@jettoblack/image_mcp

v1.0.1

Published

5 months ago

MCP server for image summarization using OpenAI-compatible chat completion endpoints

0High
0Medium
0Low

jettoblack

mcp server image summarization openai chat completion vision

Image Summarization MCP Server

A Model Context Protocol (MCP) server that accepts image files and sends them to an OpenAI-compatible chat completion endpoint for analysis, description, and comparison tasks.

Use Case

Many LLMs used for agentic coding are text-only and lack support for image inputs. This tool allows you to use a secondary model dedicated to describing and analyzing images, without having to use a multi-modal LLM for your primary model. It supports both cloud and local LLMs via any server that supports the OpenAI chat completion endpoint (including llama.cpp / llama-swap, Ollama, open-webui, OpenRouter, etc).

For local models, gemma3:4b-it-qat works quite well with a relatively small footprint and fast performance (even on CPU-only).

Features

Accepts images via unified image_url parameter with multiple input formats
Supports custom_prompt to perform specific tasks other than just general description
Sends images to OpenAI-compatible chat completion endpoints
Returns detailed image descriptions
Configurable endpoint URL, API key, and model
Command-line interface for configuration
Comprehensive error handling
TypeScript support

Quick install from NPM

Add this to your global mcp_settings.json or project mcp.json:

  "image_summarization": {
    "command": "npx",
    "args": [
      "-y",
      "@jettoblack/image_mcp",
      "--api-key",
      "key",
      "--base-url",
      "http://localhost:8080/v1",
      "--model",
      "gemma3:4b-it-qat",
      "--timeout",
      "120000",
      "--max-retries",
      "3"
    ],
    "timeout": 300
  }

Replace the base url, API key, model, etc. as required.

Configuration

The MCP server can be configured using environment variables, command-line arguments, or defaults.

Environment Variables

OPENAI_API_KEY: Your API key for the OpenAI-compatible service
OPENAI_BASE_URL: The base URL of the OpenAI-compatible service (default: http://localhost:9292/v1)
OPENAI_MODEL: The model to use for image analysis
OPENAI_TIMEOUT: Request timeout in milliseconds (default: 60000). When running local models you may need to increase this.
OPENAI_MAX_RETRIES: Maximum number of retry attempts (default: 3)

Command Line Arguments

npx -y @jettoblack/image_mcp \
  --api-key your-api-key \
  --base-url https://api.openai.com/v1 \
  --model gpt-4-vision-preview \
  --timeout 60000 \
  --max-retries 5

Configuration Priority

Command-line arguments
Environment variables
Default values

Dev Installation

Clone the repository:

git clone https://github.com/jettoblack/image_mcp.git
cd image_mcp

Install dependencies:

npm install

Build the project:

npm run build

Starting the Server

node build/index.js

The server will start and listen on stdio for MCP protocol communications.

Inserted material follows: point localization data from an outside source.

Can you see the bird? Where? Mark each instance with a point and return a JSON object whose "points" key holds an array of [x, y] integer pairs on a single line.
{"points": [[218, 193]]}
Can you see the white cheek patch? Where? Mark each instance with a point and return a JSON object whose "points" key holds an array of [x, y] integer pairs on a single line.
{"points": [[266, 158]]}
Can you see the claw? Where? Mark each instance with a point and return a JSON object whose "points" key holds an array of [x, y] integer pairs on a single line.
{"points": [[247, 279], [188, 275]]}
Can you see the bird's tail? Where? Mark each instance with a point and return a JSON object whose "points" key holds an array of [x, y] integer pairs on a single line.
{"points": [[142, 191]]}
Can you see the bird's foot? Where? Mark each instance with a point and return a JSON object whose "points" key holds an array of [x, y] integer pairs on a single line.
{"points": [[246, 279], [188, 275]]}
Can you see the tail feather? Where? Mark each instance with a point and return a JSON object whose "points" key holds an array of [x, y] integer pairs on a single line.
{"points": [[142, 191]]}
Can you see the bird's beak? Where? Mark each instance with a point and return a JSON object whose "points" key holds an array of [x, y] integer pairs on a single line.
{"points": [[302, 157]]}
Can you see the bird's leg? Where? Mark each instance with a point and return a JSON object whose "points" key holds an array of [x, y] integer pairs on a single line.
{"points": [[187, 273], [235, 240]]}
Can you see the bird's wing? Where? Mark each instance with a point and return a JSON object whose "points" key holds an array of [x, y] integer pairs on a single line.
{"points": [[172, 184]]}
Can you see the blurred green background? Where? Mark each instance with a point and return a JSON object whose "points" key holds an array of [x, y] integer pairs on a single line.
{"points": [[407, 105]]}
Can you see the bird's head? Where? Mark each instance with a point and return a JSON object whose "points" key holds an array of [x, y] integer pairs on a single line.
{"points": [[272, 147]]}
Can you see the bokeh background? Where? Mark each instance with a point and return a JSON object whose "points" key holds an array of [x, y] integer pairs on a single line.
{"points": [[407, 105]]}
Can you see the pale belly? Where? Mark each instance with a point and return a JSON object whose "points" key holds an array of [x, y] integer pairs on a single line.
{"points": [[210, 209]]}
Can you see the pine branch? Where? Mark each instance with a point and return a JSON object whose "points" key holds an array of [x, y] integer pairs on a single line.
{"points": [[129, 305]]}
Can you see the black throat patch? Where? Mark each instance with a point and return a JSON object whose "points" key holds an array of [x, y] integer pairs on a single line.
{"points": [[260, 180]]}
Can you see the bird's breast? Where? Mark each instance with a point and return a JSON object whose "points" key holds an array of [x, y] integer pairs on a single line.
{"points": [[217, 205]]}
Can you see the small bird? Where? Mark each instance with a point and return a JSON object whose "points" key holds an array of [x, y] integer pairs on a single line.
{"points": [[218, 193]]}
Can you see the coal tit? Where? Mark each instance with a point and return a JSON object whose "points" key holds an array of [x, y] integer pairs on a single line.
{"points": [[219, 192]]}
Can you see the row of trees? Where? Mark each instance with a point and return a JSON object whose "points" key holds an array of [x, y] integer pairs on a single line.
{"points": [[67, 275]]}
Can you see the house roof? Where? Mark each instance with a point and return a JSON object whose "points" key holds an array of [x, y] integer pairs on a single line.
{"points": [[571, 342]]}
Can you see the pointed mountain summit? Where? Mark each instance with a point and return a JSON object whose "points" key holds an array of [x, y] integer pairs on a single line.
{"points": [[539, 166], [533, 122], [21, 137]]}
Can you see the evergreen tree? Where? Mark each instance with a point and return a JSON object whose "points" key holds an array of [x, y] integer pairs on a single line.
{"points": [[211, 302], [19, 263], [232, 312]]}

MCP Tool Installation (local build)

Add this to your global mcp_settings.json or project mcp.json:

  "image_summarizer": {
    "command": "node",
    "args": [
      "/path/to/image_mcp/build/index.js",
      "--api-key",
      "key",
      "--base-url",
      "http://localhost:9292/v1",
      "--model",
      "gemma3:4b-it-qat",
      "--timeout",
      "120000",
      "--max-retries",
      "3"
    ],
    "timeout": 300,
  }

Usage

MCP Tools

The server provides two tools for image analysis:

`summarize_image`

Analyzes and describes a single image in detail.

Parameters

image_url (string): URL to the image file to analyze. Supports:
- Absolute file paths
- file:// URLs
- HTTP/HTTPS URLs (will be downloaded and converted to base64)
- Data URLs with base64 encoded image files
custom_prompt (string, optional): Custom prompt to use instead of the default image description prompt

Example Usage

Using file path:

{
  "name": "summarize_image",
  "arguments": {
    "image_url": "/path/to/your/image.jpg"
  }
}

Using file:// URL:

{
  "name": "summarize_image",
  "arguments": {
    "image_url": "file:///path/to/your/image.jpg"
  }
}

Using HTTP/HTTPS URL:

{
  "name": "summarize_image",
  "arguments": {
    "image_url": "https://example.com/image.jpg"
  }
}

Using data URL with base64:

{
  "name": "summarize_image",
  "arguments": {
    "image_url": "data:image/png;base64,iVBORw0KGgoAAAANSUhEUg..."
  }
}

With custom prompt:

{
  "name": "summarize_image",
  "arguments": {
    "image_url": "/path/to/your/image.jpg",
    "custom_prompt": "What objects are visible in this image?"
  }
}

`compare_images`

Compares 2 or more images and describes their similarities and differences.

Parameters

image_urls (array of strings): Array of image URLs to compare (minimum 2 images required). Each URL supports:
- Absolute file paths
- file:// URLs
- HTTP/HTTPS URLs (will be downloaded and converted to base64)
- Data URLs with base64 encoded image files
custom_prompt (string, optional): Custom prompt to use instead of the default image comparison prompt

Example Usage

Comparing two images:

{
  "name": "compare_images",
  "arguments": {
    "image_urls": [
      "/path/to/image1.jpg",
      "/path/to/image2.jpg"
    ]
  }
}

Comparing multiple images with custom prompt:

{
  "name": "compare_images",
  "arguments": {
    "image_urls": [
      "https://example.com/image1.jpg",
      "https://example.com/image2.jpg"
    ],
    "custom_prompt": "Compare these UI screenshots and describe the differences in color themes."
  }
}

Testing

Running Tests

Run the test suite:

npm test

The test suite includes:

Unit tests for image processing functionality
Integration tests that require a mock server
Tests for both summarize_image and compare_images tools

Mock Server Testing

The project includes a mock OpenAI-compatible server for testing purposes.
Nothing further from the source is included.